Re: iso 8859 or escape sequencies?
"Daniel W. Connolly" <connolly@hal.com>
Errors-To: listmaster@www0.cern.ch
Date: Mon, 11 Apr 1994 23:02:13 --100
Message-id: <9404112050.AA28035@ulua.hal.com>
Errors-To: listmaster@www0.cern.ch
Reply-To: connolly@hal.com
Originator: www-talk@info.cern.ch
Sender: www-talk@www0.cern.ch
Precedence: bulk
From: "Daniel W. Connolly" <connolly@hal.com>
To: Multiple recipients of list <www-talk@www0.cern.ch>
Subject: Re: iso 8859 or escape sequencies?
X-Listprocessor-Version: 6.0c -- ListProcessor by Anastasios Kotsikonas
Content-Type: text/plain; charset="us-ascii"
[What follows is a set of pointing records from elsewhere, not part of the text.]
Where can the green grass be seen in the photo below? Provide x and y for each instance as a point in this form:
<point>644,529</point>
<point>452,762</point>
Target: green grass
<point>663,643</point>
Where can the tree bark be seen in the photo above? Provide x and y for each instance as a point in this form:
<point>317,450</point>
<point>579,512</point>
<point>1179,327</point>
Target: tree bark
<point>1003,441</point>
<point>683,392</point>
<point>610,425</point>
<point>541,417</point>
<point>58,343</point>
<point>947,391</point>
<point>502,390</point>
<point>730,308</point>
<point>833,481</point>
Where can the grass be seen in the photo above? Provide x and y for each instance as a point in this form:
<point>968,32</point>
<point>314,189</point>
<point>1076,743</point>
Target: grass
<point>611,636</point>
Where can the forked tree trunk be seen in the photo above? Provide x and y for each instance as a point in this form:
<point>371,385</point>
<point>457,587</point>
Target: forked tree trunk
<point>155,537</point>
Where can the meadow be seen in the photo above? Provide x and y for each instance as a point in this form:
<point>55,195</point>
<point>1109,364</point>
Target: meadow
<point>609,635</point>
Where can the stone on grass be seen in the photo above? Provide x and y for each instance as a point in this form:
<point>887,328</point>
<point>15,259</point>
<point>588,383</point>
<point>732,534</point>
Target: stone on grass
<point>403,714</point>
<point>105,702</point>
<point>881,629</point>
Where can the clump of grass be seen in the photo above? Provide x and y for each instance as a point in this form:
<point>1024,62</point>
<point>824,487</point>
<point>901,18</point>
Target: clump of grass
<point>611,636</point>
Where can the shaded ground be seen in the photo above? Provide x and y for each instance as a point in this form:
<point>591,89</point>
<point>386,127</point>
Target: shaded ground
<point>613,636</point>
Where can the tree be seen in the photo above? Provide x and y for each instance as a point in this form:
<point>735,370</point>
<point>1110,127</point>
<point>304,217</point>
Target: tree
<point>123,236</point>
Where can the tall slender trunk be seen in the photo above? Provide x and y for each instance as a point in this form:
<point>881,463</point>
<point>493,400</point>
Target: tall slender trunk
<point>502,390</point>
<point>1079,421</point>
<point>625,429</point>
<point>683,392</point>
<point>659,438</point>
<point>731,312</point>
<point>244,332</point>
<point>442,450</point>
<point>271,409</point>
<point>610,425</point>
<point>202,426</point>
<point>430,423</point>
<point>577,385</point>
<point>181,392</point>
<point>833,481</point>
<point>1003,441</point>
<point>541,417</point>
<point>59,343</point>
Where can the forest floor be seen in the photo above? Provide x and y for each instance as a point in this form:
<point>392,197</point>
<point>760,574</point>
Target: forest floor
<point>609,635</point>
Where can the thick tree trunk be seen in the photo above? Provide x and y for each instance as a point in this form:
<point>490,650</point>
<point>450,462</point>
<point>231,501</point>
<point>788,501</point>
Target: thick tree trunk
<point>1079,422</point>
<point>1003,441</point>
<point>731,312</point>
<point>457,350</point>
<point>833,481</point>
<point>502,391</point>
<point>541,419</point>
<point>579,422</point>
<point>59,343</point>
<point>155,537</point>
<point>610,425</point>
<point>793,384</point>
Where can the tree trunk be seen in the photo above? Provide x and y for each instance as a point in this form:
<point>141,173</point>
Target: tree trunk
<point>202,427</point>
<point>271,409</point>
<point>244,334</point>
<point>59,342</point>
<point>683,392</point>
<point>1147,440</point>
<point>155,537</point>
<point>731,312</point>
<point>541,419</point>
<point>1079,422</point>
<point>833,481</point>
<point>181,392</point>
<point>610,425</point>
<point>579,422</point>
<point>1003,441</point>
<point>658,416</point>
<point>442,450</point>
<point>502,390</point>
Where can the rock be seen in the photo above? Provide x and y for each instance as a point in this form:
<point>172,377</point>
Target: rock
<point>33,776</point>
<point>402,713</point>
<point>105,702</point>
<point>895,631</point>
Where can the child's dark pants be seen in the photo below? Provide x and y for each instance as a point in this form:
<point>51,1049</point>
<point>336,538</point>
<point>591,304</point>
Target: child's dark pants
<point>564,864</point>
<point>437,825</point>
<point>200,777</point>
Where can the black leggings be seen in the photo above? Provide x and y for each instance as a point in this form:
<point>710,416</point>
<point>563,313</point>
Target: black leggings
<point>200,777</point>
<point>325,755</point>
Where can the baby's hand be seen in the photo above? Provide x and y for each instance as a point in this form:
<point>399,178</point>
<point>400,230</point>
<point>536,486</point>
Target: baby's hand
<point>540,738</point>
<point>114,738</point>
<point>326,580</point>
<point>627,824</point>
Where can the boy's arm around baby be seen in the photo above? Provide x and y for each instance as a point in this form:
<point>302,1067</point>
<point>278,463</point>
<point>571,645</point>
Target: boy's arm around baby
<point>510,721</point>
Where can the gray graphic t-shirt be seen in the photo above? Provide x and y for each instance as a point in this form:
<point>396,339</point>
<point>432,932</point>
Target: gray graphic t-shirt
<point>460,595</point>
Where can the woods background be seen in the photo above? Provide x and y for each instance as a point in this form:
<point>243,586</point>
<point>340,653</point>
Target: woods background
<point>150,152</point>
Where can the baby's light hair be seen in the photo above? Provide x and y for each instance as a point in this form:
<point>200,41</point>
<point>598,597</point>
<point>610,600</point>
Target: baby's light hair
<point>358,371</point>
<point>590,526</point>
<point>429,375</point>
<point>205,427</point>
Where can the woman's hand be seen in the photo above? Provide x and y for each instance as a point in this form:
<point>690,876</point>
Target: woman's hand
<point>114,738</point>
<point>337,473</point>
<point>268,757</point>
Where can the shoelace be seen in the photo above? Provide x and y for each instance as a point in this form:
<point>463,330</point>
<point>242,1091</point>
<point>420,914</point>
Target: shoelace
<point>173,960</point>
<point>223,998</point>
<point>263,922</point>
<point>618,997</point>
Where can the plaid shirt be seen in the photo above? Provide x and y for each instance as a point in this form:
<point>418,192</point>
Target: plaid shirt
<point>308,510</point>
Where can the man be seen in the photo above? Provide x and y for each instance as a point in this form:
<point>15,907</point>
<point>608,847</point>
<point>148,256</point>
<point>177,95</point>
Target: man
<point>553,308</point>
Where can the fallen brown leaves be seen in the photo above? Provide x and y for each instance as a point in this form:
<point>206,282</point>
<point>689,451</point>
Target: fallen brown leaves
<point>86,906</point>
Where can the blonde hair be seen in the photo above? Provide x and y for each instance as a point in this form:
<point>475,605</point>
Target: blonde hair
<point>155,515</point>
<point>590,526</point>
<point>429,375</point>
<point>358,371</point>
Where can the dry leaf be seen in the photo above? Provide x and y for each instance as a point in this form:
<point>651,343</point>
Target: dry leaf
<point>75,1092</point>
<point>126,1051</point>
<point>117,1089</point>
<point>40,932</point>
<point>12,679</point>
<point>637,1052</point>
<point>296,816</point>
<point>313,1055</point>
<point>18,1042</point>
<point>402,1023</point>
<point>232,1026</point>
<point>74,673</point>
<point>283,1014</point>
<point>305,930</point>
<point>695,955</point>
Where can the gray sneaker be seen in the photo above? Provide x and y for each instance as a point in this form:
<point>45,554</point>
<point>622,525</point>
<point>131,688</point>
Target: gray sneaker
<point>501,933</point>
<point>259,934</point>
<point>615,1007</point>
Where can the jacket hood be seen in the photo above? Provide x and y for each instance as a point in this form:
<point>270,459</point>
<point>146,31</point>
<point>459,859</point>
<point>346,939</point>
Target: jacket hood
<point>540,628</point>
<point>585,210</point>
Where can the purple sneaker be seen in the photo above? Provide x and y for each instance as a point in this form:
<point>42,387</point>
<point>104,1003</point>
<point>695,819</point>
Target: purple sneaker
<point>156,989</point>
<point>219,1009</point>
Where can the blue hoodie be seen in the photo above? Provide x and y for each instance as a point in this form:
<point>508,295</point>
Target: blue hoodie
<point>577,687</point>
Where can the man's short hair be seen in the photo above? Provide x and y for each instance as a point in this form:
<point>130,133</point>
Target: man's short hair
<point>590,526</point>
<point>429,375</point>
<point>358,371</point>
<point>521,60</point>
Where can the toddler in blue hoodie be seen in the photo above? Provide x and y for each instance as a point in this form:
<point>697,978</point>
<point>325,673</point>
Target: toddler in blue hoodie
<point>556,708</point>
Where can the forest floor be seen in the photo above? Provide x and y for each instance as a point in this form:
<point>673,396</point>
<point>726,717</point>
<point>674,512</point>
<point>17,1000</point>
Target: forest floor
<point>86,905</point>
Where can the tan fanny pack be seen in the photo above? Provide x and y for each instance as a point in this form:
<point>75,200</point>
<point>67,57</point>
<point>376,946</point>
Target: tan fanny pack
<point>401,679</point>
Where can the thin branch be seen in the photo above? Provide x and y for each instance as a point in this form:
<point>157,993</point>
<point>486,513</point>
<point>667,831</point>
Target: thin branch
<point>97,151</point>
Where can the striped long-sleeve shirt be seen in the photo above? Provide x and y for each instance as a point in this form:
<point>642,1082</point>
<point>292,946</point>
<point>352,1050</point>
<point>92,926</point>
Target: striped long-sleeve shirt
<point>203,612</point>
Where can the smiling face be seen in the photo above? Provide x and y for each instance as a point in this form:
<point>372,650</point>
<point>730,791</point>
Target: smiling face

Content-Type: text/plain; charset="us-ascii"
Mime-Version: 1.0
Mime-Version: 1.0
Content-Length: 1083
In message <9404112037.AA16011@ptsun03.cern.ch>, Ari Luotonen writes:
>
>> |Is there a reason to use the html "escape-sequencies" (öaut for |
>> |etc.) for characters that are also in the iso 8859-1 character-set? Are
>> |there browswers that do not support the full iso8859 character set but
>> |do support the escape-sequencies?
>> | -Timo H
The ö form is strictly for authoring in environments where
ö is easier to enter than the 8-bit char (God help you if
you're in such a situation, but...)
If it were just a matter of getting through 7-bit data paths, all
these are representable in &#nnn; form as well.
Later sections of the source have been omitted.